VALÈNCIA. En pleno recorrido metropolitano por l’Horta Nord, a la altura de Tavernes Blanques, y en frente de una cerería (sí, una vieja casa de cirios), un edificio medio perdido, junto a una nave anexa, saca la cabeza entre dos orillas de casas bajas. Es el edificio de los Hermanos Lladró. A pesar de su apariencia renqueante, genera la luz de una época (los sesenta) que refleja muchas de las ideas fundacionales de una València, de unas élites empresariales, que quisieron avanzar hacia la modernidad sin moverse del sitio.
Sus formas, su tono, su cierta luminosidad, apenas tiene que ver con el paisaje constructivo adyacente. Y precisamente esa es parte de la gracia de ese bloque de Tavernes que bebe desde la arquitectura moderna de Alejandro de la Sota hasta guiños a la Casa Stein de Le Corbussier o la Bauhaus en Dessau. Con todos sus límites, y no sin cierta modestia, pero también con una ambición que era nueva.
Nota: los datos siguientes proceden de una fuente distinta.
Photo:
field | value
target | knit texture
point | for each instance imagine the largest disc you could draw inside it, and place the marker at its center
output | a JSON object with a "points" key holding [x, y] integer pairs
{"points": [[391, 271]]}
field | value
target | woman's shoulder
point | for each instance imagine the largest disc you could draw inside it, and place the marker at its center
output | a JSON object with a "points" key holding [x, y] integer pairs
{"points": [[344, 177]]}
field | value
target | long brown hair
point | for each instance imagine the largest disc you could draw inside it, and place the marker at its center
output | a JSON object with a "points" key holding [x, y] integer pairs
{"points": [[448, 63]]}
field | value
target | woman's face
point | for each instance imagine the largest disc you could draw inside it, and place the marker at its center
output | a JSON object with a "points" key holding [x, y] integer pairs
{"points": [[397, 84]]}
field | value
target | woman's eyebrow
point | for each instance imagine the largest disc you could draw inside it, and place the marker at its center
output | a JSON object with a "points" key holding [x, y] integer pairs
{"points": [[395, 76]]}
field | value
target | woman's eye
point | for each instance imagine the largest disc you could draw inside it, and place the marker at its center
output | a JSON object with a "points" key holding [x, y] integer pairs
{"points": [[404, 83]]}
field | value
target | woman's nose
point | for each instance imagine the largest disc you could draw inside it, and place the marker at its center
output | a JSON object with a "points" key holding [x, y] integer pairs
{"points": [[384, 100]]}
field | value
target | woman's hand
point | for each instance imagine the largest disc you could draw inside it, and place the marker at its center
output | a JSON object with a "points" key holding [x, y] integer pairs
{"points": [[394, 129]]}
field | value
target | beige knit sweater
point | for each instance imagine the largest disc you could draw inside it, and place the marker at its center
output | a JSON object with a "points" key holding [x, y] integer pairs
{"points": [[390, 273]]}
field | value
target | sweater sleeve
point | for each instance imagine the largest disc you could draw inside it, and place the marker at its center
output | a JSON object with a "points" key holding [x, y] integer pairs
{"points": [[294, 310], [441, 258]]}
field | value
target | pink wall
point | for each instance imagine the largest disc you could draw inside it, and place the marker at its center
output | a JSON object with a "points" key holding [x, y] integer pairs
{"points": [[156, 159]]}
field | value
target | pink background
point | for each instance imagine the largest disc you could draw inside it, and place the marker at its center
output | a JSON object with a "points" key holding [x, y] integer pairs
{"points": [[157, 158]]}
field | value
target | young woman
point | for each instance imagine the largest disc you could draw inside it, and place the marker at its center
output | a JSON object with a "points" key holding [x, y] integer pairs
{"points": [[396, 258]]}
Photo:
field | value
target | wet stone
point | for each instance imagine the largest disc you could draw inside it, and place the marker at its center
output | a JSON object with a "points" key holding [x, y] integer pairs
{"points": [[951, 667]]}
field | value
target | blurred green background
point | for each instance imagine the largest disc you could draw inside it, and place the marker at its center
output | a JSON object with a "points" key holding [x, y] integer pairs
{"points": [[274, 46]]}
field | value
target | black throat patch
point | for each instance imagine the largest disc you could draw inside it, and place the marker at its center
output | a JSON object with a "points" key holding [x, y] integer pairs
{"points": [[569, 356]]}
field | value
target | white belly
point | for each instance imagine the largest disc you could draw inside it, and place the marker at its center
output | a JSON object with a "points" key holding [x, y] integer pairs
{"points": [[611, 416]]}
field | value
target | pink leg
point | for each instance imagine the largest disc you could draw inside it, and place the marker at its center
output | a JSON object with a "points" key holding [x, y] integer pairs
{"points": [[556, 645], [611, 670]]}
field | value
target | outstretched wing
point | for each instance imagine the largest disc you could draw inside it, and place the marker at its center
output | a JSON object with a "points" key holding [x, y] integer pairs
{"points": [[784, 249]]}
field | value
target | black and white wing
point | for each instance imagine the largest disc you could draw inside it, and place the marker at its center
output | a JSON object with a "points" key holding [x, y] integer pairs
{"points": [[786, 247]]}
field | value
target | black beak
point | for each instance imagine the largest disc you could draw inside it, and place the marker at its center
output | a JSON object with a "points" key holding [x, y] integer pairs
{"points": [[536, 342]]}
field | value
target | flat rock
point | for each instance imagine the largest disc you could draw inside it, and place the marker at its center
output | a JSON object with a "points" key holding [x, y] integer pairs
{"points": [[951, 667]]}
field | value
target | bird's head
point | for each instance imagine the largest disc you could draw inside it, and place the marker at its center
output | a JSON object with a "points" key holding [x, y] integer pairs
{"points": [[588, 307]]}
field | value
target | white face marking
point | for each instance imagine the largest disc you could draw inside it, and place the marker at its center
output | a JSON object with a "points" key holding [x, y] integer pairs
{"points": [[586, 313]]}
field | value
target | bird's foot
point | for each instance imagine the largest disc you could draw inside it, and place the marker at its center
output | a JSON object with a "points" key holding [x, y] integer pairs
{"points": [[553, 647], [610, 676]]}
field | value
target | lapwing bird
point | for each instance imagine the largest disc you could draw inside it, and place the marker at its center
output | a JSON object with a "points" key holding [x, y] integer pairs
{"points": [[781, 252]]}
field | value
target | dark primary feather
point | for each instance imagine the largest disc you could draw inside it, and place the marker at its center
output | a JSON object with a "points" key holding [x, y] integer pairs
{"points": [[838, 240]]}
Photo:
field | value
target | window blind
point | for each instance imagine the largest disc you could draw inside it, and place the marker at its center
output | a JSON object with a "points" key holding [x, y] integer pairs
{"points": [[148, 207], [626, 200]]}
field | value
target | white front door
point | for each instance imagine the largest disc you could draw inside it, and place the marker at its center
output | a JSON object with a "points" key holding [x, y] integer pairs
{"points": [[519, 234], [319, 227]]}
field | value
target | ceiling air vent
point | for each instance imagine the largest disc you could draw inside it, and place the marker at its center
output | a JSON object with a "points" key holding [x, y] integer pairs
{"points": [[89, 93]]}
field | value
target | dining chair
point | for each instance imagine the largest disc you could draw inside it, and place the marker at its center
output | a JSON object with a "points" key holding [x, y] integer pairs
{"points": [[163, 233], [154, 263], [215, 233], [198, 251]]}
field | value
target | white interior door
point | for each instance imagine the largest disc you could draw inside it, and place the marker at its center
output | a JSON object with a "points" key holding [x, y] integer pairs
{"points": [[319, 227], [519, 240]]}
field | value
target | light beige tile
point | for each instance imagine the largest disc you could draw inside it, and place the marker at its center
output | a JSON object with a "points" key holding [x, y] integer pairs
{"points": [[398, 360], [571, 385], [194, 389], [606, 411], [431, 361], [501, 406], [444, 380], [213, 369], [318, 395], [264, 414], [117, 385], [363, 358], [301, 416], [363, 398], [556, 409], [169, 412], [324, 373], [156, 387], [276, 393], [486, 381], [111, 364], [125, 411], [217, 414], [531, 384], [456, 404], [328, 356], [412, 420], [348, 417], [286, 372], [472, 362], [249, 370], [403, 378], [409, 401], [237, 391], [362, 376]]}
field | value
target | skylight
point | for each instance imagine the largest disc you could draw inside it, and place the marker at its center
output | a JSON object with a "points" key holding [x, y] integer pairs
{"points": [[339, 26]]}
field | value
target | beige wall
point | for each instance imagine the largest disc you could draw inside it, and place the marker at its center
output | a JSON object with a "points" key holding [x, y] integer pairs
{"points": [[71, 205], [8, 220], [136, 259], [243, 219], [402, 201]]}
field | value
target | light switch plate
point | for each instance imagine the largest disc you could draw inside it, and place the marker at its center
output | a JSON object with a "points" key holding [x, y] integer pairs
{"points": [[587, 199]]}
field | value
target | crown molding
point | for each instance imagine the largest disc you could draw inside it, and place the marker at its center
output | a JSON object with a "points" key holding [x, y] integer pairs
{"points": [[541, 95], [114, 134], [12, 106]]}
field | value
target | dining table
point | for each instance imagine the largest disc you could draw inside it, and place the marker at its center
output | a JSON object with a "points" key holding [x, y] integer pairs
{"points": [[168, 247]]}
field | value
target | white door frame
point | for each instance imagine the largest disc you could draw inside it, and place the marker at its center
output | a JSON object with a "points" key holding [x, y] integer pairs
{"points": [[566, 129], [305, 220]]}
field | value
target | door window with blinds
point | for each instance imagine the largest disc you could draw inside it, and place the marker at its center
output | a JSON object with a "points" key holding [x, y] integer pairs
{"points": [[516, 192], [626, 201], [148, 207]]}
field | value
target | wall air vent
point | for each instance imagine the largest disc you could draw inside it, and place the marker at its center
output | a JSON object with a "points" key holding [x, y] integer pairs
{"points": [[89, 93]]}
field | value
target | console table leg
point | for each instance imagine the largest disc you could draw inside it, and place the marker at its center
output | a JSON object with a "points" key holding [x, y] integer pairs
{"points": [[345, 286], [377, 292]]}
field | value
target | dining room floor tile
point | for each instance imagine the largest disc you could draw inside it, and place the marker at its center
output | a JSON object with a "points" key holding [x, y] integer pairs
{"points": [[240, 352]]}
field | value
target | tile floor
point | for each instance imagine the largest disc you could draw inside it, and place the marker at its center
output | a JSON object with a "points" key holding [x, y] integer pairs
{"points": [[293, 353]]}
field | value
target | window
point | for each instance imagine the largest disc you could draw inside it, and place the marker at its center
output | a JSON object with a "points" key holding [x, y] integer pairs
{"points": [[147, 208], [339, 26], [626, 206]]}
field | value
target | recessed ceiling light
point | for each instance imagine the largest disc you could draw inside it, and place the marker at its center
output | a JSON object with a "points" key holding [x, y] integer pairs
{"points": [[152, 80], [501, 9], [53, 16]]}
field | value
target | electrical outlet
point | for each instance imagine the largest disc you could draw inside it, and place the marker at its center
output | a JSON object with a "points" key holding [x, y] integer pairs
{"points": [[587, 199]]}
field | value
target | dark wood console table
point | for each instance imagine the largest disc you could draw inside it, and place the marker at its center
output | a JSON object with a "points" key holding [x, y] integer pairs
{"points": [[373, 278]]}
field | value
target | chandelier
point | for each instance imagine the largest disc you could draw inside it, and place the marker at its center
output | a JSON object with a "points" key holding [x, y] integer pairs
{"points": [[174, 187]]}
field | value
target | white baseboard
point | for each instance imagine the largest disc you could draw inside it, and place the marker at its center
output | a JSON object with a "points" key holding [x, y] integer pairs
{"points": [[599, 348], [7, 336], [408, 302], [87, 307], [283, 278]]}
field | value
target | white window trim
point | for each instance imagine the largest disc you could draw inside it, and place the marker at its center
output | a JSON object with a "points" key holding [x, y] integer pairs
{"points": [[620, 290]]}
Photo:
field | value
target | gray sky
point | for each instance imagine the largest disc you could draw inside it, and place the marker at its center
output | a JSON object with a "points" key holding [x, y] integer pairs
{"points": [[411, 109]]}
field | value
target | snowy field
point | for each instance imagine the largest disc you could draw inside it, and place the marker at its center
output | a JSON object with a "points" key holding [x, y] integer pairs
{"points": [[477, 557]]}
Es la obra de Rafael Tamarit (junto a Enrique Hervás), ‘arquitecto de la porcelana’, como lo definió Paco Ballester, por su estrecha relación profesional con los Lladró. Los empresarios le invitaron a diseñar su nueva tienda en Poeta Querol, una calle todavía por asfaltar. “En aquel año Lladró todavía estaba en el pasaje comercial REX. El resultado gusta a los hermanos fundadores y es el inicio de una relación profesional y personal que se extenderá a lo largo de décadas”, escribe Ballester en un monográfico sobre el arquitecto para la Revista Plaza.
Aquella colaboración, sin que Tamarit lo supiera, cambiaría su vida pero también aceleraría el viaje de València hasta su puesta en hora. El centro de la ciudad se embelleció a partir de entonces, con la apertura sucesiva de locales como Grand Style, Morera, Don Carlos o Clive. En apenas una década, se disparó el cosmopolitismo del cogollo urbano.
Pasó poco tiempo desde aquel proyecto Lladró en Poeta Querol hasta que se activó la idea de construir en Tavernes un edificio. Debía sustanciar buena parte de la personalidad de la compañía: la relación entre familia y empresa, hecha lugar. Aunque está encajada en el interior de una manzana, la decisión de ajardinar la entrada, retirando levemente el edificio, permite que gane presencia y destaque, mucho más armonioso.
Son cinco plantas y un ático, estructurados asimétricamente a partir de esa doble función: residencia y trabajo. Si por algo se caracterizaron los Lladró fue por su cultura empresarial basada en la raíz familiar de sus patrones. Su edificio debía demostrarlo y emborronar los límites entre los ámbitos domésticos y corporativos. La planta baja, para uso expositivo. Segundo y tercer piso, oficinas. Cuarta y quinta planta, para viviendas.
Fernández-Llebrez en Mestres. Modern architecture in the Region of Valencia establece las relaciones entre el edificio y los múltiples códigos internacionales que maneja Tamarit: desde el trabajo de carpintería que remite al dispensario antituberculoso de Sert en Barcelona hasta la Casa Lovell de Richard Neutra pasando por la Bauhaus y la Casa Stein. Pero, ante todo, la influencia de su maestro, Alejandro de la Sota, visible en especial en la fachada principal (“mediante acristalamiento continuo y modulado”, persiguiendo la “ingravidez” que recuerda al edificio del Gobierno Civil de Tarragona, obra del mismo Sota).
Pero si esa élite valenciana sesentera tenía la aspiracionalidad latente del cosmopolitismo, también estaba fijada a su propio territorio. Se expandía pero sin cambiar sus coordenadas. Los azulejos que sirven de revestimiento de la fachada acaban siendo un guiño innato a eso mismo: “es la incorporación de la tradición artesanal vernácula a la arquitectura moderna”, recuerda Fernández-Llebrez.
Esa demostración entre tensiones (la influencia local frente al deseo exterior) parece respirar entre sus estancias. Y acabó colándose en la propia vida del arquitecto Tamarit, que tras el edificio en Tavernes, e intensificada la relación con los Lladró, acabó liderando el Lladró Museum de Nueva York, el Lladró Rodeo Drive de Los Ángeles, el Lladró Londres o el Ginza Building Lladró de Tokio.
La presencia apagada con la que ahora luce el ‘Tamarit’ de Tavernes no debe confundirse con la ausencia de ambición: es la explicación de una época y una voluntad.